Şualar | OnÜçüncü Şuâ | 344
(323-383)

Evet biz bir cemiyetiz ve öyle bir cemiyetimiz var ki; her asırda üç yüz milyon dâhil mensubları var ve her gün beş def’a o mukaddes cemiyetin prensipleriyle kemâl-i hürmetle alâkalarını ve hizmetlerini gösteriyorlar ve

kudsî proğramiyle bir birinin yardımına duâlariyle ve ma’nevî kazançlariyle koşuyorlar.

İşte biz, bu mukaddes ve muazzam cemiyetin efradındanız; ve husûsi vazifemiz de Kur’ânın îmanî hakîkatlarını tahkikî bir sûrette ehl-i îmana bildirip onları ve kendimizi i’dâm-ı ebedîden ve dâimî haps-i münferidden kurtarmaktır.
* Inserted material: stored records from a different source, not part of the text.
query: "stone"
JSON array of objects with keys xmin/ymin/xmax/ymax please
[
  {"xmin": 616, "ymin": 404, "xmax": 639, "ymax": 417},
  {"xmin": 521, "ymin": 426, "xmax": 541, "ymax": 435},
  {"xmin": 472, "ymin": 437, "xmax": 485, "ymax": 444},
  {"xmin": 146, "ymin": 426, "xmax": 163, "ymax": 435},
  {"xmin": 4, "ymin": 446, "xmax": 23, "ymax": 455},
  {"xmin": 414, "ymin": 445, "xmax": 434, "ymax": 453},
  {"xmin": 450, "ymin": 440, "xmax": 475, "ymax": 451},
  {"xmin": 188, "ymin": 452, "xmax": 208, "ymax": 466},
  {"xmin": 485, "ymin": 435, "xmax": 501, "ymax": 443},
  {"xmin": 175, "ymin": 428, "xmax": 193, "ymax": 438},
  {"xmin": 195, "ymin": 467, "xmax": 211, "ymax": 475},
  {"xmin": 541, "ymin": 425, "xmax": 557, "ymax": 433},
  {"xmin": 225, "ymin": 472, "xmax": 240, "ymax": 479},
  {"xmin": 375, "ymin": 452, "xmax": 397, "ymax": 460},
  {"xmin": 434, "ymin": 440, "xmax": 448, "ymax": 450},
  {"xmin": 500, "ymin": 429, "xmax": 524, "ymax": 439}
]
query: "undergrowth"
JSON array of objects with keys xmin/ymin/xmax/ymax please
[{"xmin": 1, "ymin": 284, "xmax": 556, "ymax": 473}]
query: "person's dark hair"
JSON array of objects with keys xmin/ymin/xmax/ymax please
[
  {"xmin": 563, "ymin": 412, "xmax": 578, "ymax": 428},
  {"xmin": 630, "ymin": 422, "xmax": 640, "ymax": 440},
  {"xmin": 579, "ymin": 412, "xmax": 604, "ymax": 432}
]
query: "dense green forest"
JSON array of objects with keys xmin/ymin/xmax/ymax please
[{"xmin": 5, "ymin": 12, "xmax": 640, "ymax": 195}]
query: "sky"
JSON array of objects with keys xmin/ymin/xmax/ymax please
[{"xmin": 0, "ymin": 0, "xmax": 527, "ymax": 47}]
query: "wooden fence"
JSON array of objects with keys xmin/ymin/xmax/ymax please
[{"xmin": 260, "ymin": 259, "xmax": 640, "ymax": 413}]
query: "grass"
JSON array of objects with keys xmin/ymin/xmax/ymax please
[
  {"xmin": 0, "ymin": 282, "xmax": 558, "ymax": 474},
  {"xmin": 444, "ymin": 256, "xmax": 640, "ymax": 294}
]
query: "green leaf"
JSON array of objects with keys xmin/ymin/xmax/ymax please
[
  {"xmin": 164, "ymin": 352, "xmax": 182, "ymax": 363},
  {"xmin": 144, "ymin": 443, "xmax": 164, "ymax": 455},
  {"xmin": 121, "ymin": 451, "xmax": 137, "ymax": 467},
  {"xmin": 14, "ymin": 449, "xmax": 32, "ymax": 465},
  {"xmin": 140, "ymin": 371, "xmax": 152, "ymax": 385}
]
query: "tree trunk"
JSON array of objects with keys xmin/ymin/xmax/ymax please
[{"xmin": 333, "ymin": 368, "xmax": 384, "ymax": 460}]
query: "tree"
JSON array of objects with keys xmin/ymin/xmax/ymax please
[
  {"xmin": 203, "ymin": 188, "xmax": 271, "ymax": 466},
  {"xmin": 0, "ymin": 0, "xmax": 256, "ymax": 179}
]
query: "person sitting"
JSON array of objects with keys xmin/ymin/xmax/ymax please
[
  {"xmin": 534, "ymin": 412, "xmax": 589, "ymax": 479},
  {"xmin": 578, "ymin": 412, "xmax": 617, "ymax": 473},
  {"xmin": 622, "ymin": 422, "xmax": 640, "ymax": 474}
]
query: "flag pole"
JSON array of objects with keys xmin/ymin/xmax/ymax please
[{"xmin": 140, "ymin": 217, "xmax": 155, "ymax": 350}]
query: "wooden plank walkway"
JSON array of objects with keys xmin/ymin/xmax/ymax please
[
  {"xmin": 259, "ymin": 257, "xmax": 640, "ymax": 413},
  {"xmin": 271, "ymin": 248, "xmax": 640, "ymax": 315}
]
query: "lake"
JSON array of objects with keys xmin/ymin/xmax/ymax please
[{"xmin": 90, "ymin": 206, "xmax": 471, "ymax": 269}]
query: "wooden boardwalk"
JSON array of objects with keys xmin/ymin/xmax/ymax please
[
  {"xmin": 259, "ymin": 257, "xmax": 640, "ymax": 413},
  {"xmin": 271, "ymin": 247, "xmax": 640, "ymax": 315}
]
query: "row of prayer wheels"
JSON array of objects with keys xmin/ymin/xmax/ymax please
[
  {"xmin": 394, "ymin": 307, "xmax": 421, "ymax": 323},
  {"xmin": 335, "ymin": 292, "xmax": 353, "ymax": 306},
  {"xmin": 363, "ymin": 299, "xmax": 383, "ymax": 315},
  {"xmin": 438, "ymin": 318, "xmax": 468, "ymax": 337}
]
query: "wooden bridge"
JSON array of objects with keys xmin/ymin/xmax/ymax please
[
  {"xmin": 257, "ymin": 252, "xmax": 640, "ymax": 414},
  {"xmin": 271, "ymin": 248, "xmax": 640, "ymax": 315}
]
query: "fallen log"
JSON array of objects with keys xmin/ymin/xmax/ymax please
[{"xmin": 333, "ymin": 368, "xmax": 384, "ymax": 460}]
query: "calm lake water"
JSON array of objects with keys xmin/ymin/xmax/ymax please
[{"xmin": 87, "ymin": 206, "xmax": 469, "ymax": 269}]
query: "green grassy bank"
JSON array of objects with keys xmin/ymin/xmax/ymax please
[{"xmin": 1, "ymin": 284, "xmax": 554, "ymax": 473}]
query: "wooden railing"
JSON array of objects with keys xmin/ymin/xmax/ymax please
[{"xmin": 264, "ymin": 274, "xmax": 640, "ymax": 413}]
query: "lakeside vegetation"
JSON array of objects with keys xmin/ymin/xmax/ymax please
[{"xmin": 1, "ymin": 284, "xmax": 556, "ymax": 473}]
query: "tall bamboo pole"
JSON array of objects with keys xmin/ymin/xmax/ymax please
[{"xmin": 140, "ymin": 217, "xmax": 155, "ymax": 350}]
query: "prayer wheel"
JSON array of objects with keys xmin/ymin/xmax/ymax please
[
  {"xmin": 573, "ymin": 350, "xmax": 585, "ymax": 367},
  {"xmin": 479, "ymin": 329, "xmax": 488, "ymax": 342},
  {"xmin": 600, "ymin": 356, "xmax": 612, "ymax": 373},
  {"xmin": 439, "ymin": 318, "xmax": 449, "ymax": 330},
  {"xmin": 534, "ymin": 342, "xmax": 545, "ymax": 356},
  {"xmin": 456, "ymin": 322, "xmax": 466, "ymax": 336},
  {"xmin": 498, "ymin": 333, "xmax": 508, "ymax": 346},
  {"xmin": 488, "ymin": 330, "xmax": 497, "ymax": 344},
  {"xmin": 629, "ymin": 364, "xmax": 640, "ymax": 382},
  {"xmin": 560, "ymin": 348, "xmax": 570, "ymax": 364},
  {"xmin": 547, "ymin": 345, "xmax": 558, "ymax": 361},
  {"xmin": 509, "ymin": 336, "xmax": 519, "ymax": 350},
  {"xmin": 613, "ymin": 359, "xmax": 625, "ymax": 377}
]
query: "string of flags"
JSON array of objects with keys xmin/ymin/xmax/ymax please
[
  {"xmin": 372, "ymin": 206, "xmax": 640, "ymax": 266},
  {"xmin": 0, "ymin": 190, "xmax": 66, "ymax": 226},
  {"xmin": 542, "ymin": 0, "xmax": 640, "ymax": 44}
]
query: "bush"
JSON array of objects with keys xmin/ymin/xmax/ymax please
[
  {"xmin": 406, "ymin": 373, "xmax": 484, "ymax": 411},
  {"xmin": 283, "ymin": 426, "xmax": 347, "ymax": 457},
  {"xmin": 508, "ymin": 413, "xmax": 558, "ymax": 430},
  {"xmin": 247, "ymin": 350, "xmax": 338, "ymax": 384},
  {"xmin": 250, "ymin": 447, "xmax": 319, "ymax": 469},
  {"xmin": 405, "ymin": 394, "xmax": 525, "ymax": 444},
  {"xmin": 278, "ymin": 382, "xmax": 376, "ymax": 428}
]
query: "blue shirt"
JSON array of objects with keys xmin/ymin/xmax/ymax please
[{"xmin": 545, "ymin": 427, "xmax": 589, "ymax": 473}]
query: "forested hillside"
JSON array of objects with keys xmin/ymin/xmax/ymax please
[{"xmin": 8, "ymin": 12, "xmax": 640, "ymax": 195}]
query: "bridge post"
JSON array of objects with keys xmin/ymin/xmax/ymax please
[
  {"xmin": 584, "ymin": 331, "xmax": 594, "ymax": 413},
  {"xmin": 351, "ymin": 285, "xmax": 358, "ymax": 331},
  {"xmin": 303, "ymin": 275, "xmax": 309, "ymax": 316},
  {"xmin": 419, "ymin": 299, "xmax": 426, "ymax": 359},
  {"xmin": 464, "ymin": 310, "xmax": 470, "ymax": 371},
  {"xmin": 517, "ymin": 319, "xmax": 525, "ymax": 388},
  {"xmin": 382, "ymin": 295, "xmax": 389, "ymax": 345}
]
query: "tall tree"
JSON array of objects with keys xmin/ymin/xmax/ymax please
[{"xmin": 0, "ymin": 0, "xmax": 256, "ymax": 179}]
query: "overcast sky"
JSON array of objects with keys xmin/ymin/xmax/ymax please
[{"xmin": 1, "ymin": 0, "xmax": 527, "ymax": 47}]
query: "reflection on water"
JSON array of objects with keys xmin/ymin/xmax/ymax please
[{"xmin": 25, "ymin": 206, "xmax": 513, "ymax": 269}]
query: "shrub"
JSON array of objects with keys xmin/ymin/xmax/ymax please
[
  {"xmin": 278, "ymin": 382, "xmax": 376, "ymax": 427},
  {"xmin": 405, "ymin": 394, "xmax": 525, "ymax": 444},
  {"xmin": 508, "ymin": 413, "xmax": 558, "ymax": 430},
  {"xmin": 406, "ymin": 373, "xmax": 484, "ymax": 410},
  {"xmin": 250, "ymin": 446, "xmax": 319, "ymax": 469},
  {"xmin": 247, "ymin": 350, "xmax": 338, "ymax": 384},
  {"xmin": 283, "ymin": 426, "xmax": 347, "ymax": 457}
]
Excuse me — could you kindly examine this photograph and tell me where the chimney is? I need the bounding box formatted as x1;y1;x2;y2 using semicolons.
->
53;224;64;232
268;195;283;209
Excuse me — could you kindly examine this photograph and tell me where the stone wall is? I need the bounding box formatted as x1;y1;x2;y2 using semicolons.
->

Sâir dünyevî ve siyasî ve entrikalı cemiyet ve komitelerle münâsebetimiz yoktur ve tenezzül etmeyiz.

* * *

Aziz, sıddık kardeşlerim!

Ben bu fecirde herbirinize karşı tam bir acımak hissettim. Birden “Hastalar Risâlesi” hatıra geldi, teselli verdi.

Evet, (bu musîbet dahi içtimaî bir nevi hastalıktır.) O risâledeki ekser îmanî devalar, bunda da vardırlar. Hususan Erzurum’daki mübârek hastaya söylediğim gibi, bu saatten evvel bütün musîbet zamanının elemi gitmiş; hem sevabı, hem hayrı, hem dünyevî ve uhrevî ve îmanî ve Kur’ânî faideleri kalmış. Demek o geçici birtek musîbet, dâimî ve müteaddid ni’metlere inkılâb etmiş. Gelecek zaman ise şimdilik yok olmasından, onda devam edecek musîbetin şimdilik elemi yok. Tevehhüm ile yoktan elem almak, rahmet ve kader-i İlâhîyeye itimadsızlıktır.

Sâniyen: Şimdi zemin yüzünde ekser beşer; maddî ve ma’nevî kalben, ruhen, fikren musîbetlerle giriftardır. Bizim musîbetimiz, onlara nisbeten hem gâyet hafiftir, hem kârlıdır. Hem kalb, hem ruh için; hem îman, hem selâmet ve sıhhat lezzetleri var.